O terceiro grupo de interesse russo no Donbass é aquele que administra o financiamento das operações da Rússia na região. Nos últimos anos, o vice-primeiro-ministro russo Dmitry Kozak chefiou esse grupo. Ele tem defendido uma abordagem mais flexível para a implementação dos acordos de Minsk. Em particular, ele gostaria de encontrar formas de resolver o conflito que aliviassem o fardo financeiro e econômico que a Rússia suporta ao apoiar regimes militares profundamente corruptos. A equipe de Surkov, por outro lado, vê tais movimentos como indicando uma disponibilidade para fazer concessões inaceitáveis.
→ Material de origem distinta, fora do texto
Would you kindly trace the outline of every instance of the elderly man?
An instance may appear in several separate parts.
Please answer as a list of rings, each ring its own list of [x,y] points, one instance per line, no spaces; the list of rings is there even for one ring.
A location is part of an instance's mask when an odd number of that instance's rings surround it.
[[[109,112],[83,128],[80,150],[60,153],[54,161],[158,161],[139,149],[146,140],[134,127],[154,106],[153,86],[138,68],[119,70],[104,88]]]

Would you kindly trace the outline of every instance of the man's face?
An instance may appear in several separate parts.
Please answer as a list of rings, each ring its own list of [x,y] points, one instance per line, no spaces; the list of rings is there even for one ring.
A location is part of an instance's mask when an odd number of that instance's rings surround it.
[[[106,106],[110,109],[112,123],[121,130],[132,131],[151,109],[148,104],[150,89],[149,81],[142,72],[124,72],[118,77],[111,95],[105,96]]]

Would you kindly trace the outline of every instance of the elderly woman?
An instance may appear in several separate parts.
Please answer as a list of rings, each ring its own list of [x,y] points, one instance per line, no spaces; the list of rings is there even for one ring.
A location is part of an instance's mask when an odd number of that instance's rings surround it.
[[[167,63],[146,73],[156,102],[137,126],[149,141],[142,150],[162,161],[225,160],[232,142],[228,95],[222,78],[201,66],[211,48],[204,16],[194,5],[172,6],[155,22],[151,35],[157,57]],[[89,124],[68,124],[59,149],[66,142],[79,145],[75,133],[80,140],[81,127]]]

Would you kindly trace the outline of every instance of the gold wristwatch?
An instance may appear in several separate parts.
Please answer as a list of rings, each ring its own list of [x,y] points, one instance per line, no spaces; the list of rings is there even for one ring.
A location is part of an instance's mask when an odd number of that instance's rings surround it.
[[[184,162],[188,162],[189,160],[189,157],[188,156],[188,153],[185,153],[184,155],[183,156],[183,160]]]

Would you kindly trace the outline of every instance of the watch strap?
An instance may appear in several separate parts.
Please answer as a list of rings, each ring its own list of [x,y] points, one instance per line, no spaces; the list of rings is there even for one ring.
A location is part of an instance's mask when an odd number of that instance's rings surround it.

A competição entre facções levou à incoerência política e, mais recentemente, a sinais de uma potencial mudança na postura da Rússia em relação à Ucrânia. Nos últimos dois anos, a posição de Surkov tem vindo a enfraquecer gradualmente, e ele tem sido chamado pela sua falcatrua. Por exemplo, em outubro de 2018, Putin reformulou a principal direção presidencial que é informalmente responsável pela Ucrânia, estreitando sua autoridade. Seguiu-se uma importante redução de pessoal para o gabinete. Há também murmúrios entre alguns tecnocratas e liberais de que gestos limitados de boa vontade para com a Ucrânia poderiam valer a pena se levassem a União Europeia a levantar as sanções económicas à Rússia.

O principal obstáculo a qualquer mudança na política russa para a Ucrânia é uma crença profundamente enraizada entre os líderes russos de que fazer quaisquer concessões levará a uma pressão e exigências ocidentais cada vez maiores. É por isso que, quaisquer outras concessões que a Rússia possa fazer, a sua linha vermelha permanecerá firme: O Kremlin continuará a ter uma base política no Donbass que lhe dará influência na política externa da Ucrânia. E concessões ainda menores estão fora da mesa enquanto a Rússia temer um Ocidente falcatrua.

A cimeira de Paris não é um evento de fazer ou quebrar; as posições negociais de ambos os lados ainda parecem permanecer irreconciliáveis. Mas os Estados Unidos não devem ignorar os sinais de que partes da elite russa podem estar dispostas a encontrar uma solução melhor do que o status quo. A crise da Ucrânia tornou-se um caso raro em que a Rússia conseguiu semear a discórdia não só no exterior, mas também em casa. E por essa razão, é hora de o Ocidente considerar como os interesses russos concorrentes podem se comportar.